The identification of question intentions in the field of natural language understanding has become a pressing issue, particularly in URT emergency scenarios. Several challenges hinder progress in this area: Firstly, there is a scarcity of publicly labeled question datasets specific to the URT emergency domain. The quality of available datasets is insufficient, and the labeling cost is high. Secondly, these domain-specific datasets typically suffer from insufficient diversity and contain small sample characteristics, which can lead to overfitting in question intention recognition and poor generalization performance. Thirdly, URT emergency knowledge is often stored in unstructured texts, such as URT emergency plans [17] and emergency cases [18]. This information is challenging to utilize effectively due to its large volume, complex content and low standardization. To address these challenges, it is essential to integrate URT emergency knowledge, efficiently generate question datasets, and develop a question intention recognition model that possesses strong robustness and generalization capabilities. This would enable the knowledge related to URT emergency management can be obtained quickly and accurately.

Considering the above factors, this paper focuses on the intention recognition method of questions for the URT emergency domain, utilizing data enhancement techniques. The aim is to realize the efficient classification of questions and provide theoretical and technical support for rapid access to emergency knowledge. The main contributions of this study are as follows:

1.    This study designs a KG schema layer for URT emergency cases and emergency plans, linking two types of KGs. The emergency-related text is stored in the Neo4j graph database, creating an information-based and structured database for dataset generation and knowledge applications.

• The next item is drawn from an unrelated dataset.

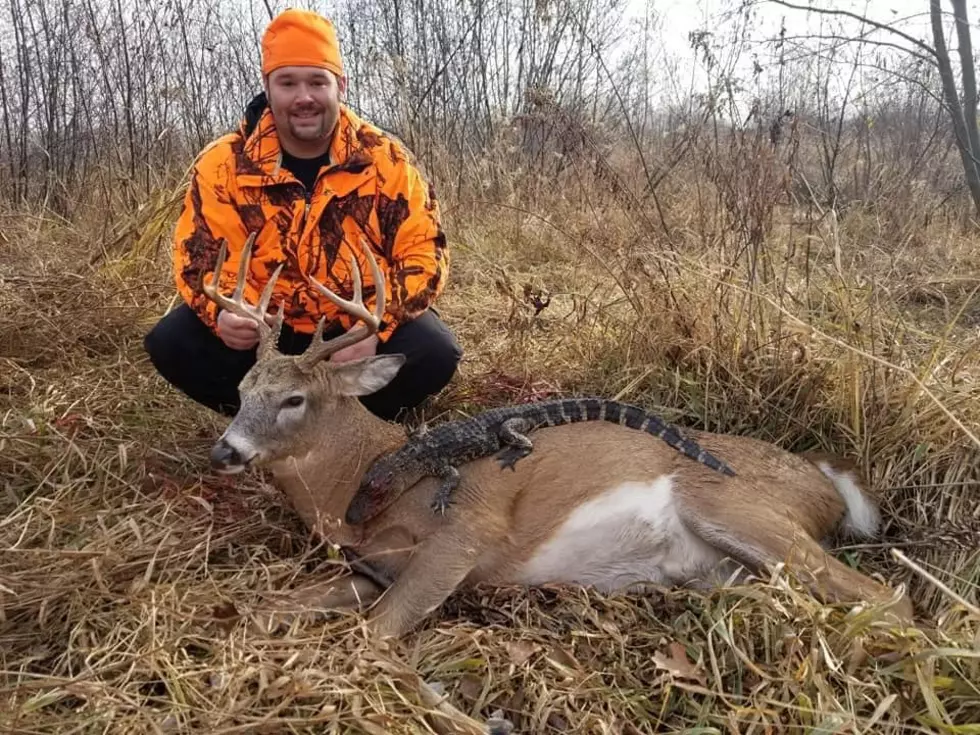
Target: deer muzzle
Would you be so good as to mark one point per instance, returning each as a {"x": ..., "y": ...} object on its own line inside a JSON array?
[{"x": 225, "y": 458}]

2.    A series of comprehensive question templates are developed. By querying and storing the entities in the KG, combining regular expressions and random selection methods, the templates are filled to quickly generate the question dataset in the URT emergency domain.

3.    This study employs the XLNet model to extract semantic information, combines the Recurrent Neural Network (RNN) for sequence modeling, and uses CNN to extract local features. At the same time, data back-translation and text transformation techniques are used to overcome template limitations and enhance the diversity of questions, improving their classification effectiveness.

2  Related Work

At present, deep learning has become the mainstream text classification method and is applied to intention recognition tasks in various fields. The application and comparison of different deep learning networks have been widely studied to improve the effect of intention recognition. For example, Chen et al. [19] compared four deep learning models to understand users’ intentions in a medical question and answering (Q&A) system, and CNN and Fast Text achieved the best results. Trewhela and Figueroa [20] explored the performance of many traditional neural networks in intention recognition of questions and proved that Recurrent Convolutional Neural Network (RCNN) is the most effective technology. Liu and Xu [21] combined Term Frequency-Inverse Document Frequency (TF-IDF), CNN and LSTM to solve the sparse problem, and used the attention mechanism to allocate model weights for short text intent recognition.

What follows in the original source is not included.